News Stories

An Act of Conscience

Jerald F. terHorst was President Ford’s press secretary for a scant matter of weeks. He handed in his resignation after Ford issued a pardon to Richard Nixon, but his collection indicates there’s more to the story than just a political disagreement.

by Lara Zielin

“It feels like someone threw open the window of the White House to let in light and air.”

These were the words of White House press corps member Peter Lisagor after Gerald Ford became president of the United States in 1974 and, as his first official act as president, appointed Jerald F. terHorst as press secretary.

Like Ford, terHorst was a University of Michigan graduate (class of 1946) who had served in World War II. He’d been a reporter for the Grand Rapids Press and Detroit News, even covering Ford’s first congressional campaign in 1948. In 1961, he became the Washington Bureau Chief for the Detroit News until Ford picked him for press secretary.

Ford said he believed in “the First Amendment and the absolute necessity of the free press,” and appointed terHorst after the Nixon administration had treated the press as the enemy. Tom Brokaw of NBC said it was “like New Year’s Day.”

President Gerald Ford (right) and then press secretary Jerald F terHorst (left) in 1974. Image credit: Alamy Photos.

But the elation was short-lived.

Just one short month later, terHorst would be gone. He handed in his resignation letter on September 8, 1974, after Ford issued a pardon to Richard Nixon.

His resignation letter, archived at the Bentley Historical Library in the Jerald F. terHorst collection, is straight to the point:

Pursuant to our conversation and my personal letter to you, I hereby resign as your Press Secretary, effective today.

In a longer and more personal version of terHorst’s letter, archived at the Ford Presidential Library in Grand Rapids, Michigan, terHorst writes that he could not “credibly defend” Nixon’s pardon and calls this the “most difficult decision I ever have had to make.”
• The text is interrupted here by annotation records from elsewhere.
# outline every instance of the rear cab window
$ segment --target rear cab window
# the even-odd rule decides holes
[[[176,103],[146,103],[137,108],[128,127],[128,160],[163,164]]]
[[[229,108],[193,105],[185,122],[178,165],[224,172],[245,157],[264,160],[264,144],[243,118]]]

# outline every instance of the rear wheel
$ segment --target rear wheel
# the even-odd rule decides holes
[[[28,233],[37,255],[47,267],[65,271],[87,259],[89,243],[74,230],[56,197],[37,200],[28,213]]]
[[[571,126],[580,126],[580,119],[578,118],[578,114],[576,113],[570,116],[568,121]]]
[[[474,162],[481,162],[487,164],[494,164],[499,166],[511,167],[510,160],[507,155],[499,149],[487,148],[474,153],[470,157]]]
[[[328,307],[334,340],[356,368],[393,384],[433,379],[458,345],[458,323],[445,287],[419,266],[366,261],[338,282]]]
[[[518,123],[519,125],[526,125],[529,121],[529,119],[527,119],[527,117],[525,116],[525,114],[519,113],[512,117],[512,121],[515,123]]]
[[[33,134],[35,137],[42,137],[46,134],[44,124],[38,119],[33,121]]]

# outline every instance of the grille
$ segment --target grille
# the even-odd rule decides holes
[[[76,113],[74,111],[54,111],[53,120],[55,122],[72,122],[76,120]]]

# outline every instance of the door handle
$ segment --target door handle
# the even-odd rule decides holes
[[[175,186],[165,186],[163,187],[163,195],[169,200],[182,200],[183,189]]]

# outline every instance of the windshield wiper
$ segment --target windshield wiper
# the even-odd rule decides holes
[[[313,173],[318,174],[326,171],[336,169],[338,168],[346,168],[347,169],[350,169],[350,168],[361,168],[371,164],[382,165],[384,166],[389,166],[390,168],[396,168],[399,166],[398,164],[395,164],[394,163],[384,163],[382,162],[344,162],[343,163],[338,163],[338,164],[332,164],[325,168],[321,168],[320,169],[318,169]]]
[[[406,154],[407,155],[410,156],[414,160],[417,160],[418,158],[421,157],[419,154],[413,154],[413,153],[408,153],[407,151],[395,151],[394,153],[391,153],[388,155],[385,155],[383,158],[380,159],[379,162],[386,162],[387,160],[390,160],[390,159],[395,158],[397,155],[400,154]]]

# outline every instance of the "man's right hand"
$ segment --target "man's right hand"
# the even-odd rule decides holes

News clippings archived in the Bentley’s terHorst collection suggest that terHorst’s resignation went beyond a moral dispute over the pardon.

According to an undated news clipping from terHorst’s collection, White House aides lied to terHorst and told him that Ford wasn’t going to pardon Nixon. terHorst in turn told the press that no pardon was on the table. When that information turned out to be false, terHorst had to apologize to members of the press. He lost credibility with his peers and felt undermined by Ford.

In 1975, terHorst received the inaugural Conscience-in-Justice Award from the American Society of Journalists and Authors. He resumed work as a reporter until 1981, when he worked for the Ford Motor Company as their director of public affairs in Washington, D.C.

terHorst died in March 2010. In his obituary, the New York Times called his resignation “a rare act of conscience by a high-ranking public official.”

The Jerald F. terHorst papers at the Bentley Historical Library are open to the public.